Adding to these horrors, some Syrian families are said to be selling their daughters for food. 

The Syrian outward refugee movement now tends to be internal, people in embattled areas seeking asylum in regions outside the war zones, such as the Druze Mountains southeast of the Golan and Kurdish areas in the north.


Since the Israeli air strike on the Syrian military complex of Jamraya on Jan. 30, 

Syria’s warring sides have been looking over their shoulders to assess Israel’s moves before embarking on the next stage of their contest because of two considerations:

1.  debkafile’s military sources report that when the rebels first looked like breaking through to the heart of Damascus in the early part of their offensive
 – and so forcing Syrian President Bashar Assad to flee the capital –
he ordered his army’s 4th Division tanks and short-range surface missiles to be armed with chemical weapons. 

They were to be used if the city’s defenses were breached. 

This would have made the battle for Damascus the first Syrian war engagement to deploy chemical weapons in combat.

The only military force close enough to prevent this happening and destroying the forces wielding chemical arms was the Israel Air Force. 

Its intervention would have been critical in giving the rebels victory.

2.  Ever since the Jamraya episode, 
Lebanon military sources report Israel Air Force fighters and surveillance planes are conducting over flights almost every day.

According to our military sources, 

the Israeli aircraft are densely deployed over Syria’s borders with Israel, Jordan and Lebanon, to guard against two eventualities, 
which the Netanyahu government is bound to preempt:

a)  Information has reached US and Israeli intelligence that Bashar Assad has vowed to his close circle that he will make Israel pay for Jumraya.

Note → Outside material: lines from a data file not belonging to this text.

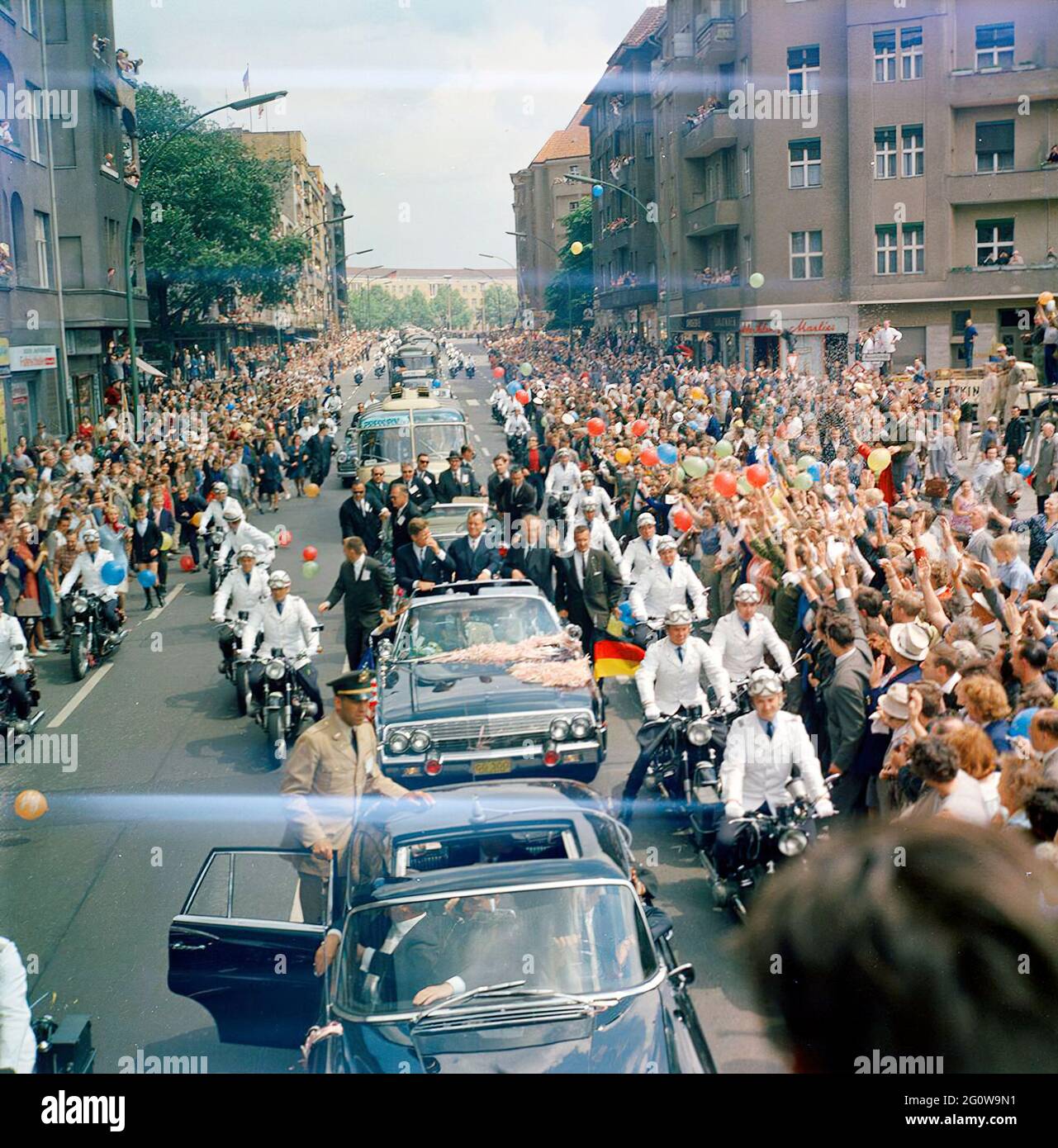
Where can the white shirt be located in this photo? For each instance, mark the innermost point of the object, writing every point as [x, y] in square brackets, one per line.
[757, 767]
[666, 681]
[742, 653]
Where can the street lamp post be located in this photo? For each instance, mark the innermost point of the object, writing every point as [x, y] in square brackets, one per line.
[651, 217]
[135, 197]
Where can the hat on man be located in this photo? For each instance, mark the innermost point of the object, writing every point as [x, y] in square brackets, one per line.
[357, 685]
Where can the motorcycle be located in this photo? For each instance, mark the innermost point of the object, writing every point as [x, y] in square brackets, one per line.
[91, 638]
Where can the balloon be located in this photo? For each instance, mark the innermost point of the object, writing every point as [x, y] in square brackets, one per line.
[879, 459]
[30, 805]
[724, 483]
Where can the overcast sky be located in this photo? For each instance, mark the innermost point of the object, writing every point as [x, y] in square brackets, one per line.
[429, 103]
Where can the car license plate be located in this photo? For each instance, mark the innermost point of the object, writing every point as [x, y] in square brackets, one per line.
[494, 766]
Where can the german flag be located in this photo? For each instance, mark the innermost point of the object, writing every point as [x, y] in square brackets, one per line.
[614, 658]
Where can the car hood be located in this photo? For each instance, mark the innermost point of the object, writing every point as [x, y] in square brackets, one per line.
[627, 1038]
[459, 689]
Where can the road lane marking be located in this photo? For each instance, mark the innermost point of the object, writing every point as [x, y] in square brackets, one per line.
[82, 694]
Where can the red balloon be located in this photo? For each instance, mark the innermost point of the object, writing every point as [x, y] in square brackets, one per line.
[725, 483]
[757, 476]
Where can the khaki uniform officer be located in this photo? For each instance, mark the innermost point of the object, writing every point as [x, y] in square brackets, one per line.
[335, 759]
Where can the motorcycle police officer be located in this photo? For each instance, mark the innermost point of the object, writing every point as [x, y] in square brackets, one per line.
[286, 624]
[669, 680]
[742, 638]
[241, 591]
[762, 747]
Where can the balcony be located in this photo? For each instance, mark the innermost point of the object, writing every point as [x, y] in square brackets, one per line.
[713, 132]
[969, 88]
[709, 218]
[1003, 186]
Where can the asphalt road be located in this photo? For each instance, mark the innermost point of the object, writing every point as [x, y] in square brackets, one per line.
[167, 771]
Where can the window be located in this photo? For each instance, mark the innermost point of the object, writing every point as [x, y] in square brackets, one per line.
[915, 248]
[806, 255]
[885, 56]
[995, 46]
[995, 238]
[911, 53]
[802, 68]
[43, 244]
[806, 165]
[913, 150]
[885, 153]
[885, 249]
[995, 146]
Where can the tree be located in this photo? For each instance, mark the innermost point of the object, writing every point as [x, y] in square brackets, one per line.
[571, 291]
[211, 216]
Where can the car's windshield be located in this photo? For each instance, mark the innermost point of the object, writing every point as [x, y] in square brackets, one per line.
[574, 939]
[443, 626]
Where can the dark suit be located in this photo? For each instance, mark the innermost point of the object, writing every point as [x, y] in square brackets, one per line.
[366, 526]
[365, 597]
[469, 564]
[410, 571]
[589, 606]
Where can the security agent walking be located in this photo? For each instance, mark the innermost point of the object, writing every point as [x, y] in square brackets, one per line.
[283, 623]
[669, 680]
[334, 759]
[368, 588]
[762, 747]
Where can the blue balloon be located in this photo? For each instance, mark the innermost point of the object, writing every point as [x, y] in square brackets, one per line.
[112, 573]
[1022, 721]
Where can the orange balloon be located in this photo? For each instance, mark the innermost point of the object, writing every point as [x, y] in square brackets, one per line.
[30, 805]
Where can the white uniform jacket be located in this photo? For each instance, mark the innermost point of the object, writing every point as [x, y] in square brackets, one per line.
[669, 683]
[235, 595]
[757, 767]
[656, 591]
[88, 568]
[292, 632]
[742, 653]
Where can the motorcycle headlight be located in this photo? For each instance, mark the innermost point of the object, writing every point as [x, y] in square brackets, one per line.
[699, 733]
[397, 743]
[793, 842]
[559, 729]
[581, 727]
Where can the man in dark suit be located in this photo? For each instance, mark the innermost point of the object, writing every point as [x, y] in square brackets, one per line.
[533, 561]
[368, 588]
[589, 589]
[421, 564]
[359, 517]
[474, 556]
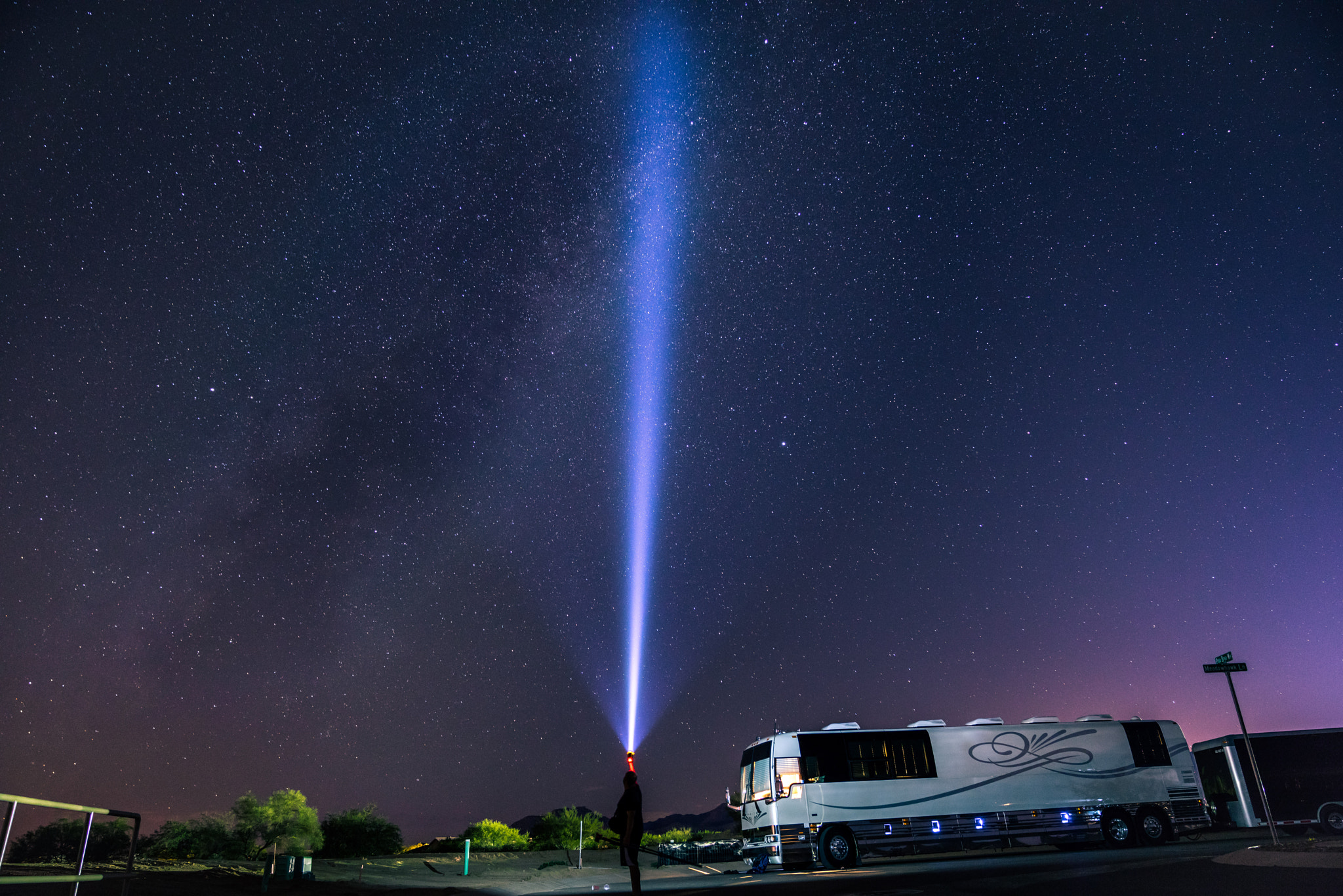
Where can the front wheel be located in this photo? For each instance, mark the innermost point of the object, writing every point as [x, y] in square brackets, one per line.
[1153, 828]
[1117, 828]
[1331, 820]
[837, 849]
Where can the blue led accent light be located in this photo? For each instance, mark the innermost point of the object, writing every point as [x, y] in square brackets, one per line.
[654, 237]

b)  Iran’s supreme leader Ayatollah Ali Khamenei has directed the Syrian ruler to make every possible effort to transfer to Hizballah in Lebanon the batch of Iran-supplied sophisticated weapons stored in Syria. 
 
This directive was handed to Assad by Iran’s National Security Director Saeed Jalilee when they met in Damascus last Sunday, Feb. 3.

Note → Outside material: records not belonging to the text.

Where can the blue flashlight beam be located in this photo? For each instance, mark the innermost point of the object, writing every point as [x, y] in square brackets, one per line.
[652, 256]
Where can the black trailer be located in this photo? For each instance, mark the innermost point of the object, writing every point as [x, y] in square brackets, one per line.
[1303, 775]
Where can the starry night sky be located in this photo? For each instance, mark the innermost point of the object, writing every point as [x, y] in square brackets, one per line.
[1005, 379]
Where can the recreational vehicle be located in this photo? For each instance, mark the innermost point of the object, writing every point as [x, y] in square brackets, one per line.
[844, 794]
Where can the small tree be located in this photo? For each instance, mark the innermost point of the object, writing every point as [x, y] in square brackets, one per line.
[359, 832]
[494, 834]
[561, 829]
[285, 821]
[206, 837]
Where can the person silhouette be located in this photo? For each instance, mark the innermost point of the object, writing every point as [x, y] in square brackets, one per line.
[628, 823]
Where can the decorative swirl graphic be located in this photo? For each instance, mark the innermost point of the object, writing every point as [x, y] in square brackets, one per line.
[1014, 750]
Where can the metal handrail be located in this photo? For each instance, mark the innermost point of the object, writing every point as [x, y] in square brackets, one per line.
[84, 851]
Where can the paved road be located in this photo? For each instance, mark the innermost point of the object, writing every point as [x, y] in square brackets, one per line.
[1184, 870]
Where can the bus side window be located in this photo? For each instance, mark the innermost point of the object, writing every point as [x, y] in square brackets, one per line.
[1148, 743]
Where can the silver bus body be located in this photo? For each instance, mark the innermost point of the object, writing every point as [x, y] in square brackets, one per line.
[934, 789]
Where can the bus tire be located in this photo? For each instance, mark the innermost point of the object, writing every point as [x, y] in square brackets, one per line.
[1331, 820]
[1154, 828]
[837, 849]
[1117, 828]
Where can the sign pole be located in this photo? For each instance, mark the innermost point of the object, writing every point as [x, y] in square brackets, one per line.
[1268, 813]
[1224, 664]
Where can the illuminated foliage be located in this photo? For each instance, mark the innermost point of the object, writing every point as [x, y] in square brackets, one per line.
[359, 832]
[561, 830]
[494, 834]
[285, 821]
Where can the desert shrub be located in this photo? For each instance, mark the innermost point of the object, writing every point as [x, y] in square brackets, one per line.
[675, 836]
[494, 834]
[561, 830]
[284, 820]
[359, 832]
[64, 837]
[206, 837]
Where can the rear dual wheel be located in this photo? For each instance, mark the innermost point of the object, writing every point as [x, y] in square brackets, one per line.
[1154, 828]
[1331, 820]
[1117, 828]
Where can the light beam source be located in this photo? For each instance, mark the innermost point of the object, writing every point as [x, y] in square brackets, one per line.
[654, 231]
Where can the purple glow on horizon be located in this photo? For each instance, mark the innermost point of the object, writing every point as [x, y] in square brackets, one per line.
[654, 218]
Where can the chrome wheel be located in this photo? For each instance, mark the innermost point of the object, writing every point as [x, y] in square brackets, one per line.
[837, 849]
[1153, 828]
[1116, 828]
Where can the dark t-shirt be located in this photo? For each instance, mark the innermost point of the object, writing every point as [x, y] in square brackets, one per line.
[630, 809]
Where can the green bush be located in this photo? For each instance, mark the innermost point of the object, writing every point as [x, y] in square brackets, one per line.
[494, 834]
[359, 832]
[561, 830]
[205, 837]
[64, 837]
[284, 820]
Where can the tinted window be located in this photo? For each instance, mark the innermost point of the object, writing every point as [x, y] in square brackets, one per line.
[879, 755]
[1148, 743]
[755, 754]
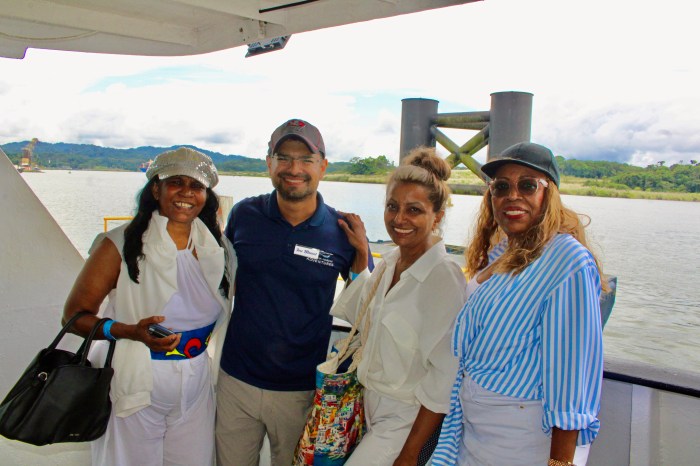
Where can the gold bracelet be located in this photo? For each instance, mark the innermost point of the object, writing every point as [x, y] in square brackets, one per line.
[553, 462]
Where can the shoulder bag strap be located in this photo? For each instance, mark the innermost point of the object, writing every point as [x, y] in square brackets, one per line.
[365, 315]
[360, 315]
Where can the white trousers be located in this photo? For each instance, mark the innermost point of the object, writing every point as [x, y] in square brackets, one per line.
[178, 427]
[500, 429]
[389, 422]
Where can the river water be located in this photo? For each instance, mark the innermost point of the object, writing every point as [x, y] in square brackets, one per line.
[653, 247]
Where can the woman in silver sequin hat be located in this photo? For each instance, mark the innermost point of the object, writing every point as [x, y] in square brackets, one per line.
[168, 274]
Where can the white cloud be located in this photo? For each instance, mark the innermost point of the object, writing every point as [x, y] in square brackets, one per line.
[614, 80]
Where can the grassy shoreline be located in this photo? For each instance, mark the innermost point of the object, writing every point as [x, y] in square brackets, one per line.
[464, 182]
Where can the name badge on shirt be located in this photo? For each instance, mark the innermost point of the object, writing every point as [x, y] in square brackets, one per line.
[305, 251]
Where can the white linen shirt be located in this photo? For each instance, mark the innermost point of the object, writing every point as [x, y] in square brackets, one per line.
[408, 355]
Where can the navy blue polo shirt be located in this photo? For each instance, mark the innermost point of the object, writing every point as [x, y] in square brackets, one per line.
[285, 284]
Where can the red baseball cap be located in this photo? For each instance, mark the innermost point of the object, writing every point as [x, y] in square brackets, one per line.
[298, 129]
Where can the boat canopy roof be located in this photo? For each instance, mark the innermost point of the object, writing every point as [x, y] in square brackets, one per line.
[178, 27]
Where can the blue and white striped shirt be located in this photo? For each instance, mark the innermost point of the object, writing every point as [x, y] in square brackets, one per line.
[536, 335]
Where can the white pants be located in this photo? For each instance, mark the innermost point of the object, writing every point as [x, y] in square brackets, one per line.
[389, 422]
[178, 427]
[500, 429]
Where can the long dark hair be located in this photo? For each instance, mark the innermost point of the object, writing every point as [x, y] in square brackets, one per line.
[147, 204]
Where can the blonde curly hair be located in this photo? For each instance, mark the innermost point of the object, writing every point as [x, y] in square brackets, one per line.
[524, 249]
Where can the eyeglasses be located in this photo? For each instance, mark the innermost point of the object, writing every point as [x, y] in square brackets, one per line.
[525, 186]
[287, 161]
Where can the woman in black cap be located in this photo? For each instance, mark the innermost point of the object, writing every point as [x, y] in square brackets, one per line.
[529, 338]
[171, 267]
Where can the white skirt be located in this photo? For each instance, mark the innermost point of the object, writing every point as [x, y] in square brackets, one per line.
[501, 429]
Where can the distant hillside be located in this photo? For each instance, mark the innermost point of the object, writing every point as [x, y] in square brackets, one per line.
[90, 157]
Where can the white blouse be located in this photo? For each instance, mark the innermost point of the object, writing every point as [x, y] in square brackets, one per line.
[408, 353]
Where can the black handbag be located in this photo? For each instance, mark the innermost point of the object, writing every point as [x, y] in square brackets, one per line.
[60, 397]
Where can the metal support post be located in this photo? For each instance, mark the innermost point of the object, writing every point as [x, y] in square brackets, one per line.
[511, 120]
[417, 116]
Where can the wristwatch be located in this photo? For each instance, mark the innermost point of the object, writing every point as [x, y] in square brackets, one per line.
[553, 462]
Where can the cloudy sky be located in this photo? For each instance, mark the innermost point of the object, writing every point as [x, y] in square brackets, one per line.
[612, 80]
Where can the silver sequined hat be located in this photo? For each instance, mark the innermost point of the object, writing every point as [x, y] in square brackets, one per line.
[187, 162]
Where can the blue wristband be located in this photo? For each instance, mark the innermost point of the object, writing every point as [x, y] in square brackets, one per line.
[106, 330]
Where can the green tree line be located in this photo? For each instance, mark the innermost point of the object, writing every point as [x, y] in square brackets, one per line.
[679, 177]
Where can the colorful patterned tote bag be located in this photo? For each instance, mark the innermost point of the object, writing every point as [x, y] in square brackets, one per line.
[336, 422]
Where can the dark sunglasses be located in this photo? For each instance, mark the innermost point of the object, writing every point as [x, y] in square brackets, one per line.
[500, 187]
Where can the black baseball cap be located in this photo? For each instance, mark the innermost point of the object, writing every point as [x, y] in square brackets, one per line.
[528, 154]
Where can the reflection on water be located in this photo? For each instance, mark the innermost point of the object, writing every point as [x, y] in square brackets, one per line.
[651, 246]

All the parties concerned understand that Israel is just as determined to block this transfer as Tehran and Damascus are resolved to get it through.


In view of these challenges and their potential for an armed clash, Israel is keeping an eagle eye on every twist and turn of Assad’s forces in Damascus for any indications of the onset of chemical warfare or traffic on the move toward the Lebanese border with Hizballah’s weapons.
 
The Syrian ruler for his part is busy hatching schemes for keeping this arms traffic out of the electronic sight of the Israel Air Force, 
whereas the Syrian rebels are laying plans for provoking a clash between the Syrian army and the Israeli air force to provide them with an opportune moment for bringing their 
“great confrontation” 
in Damascus to a successful conclusion.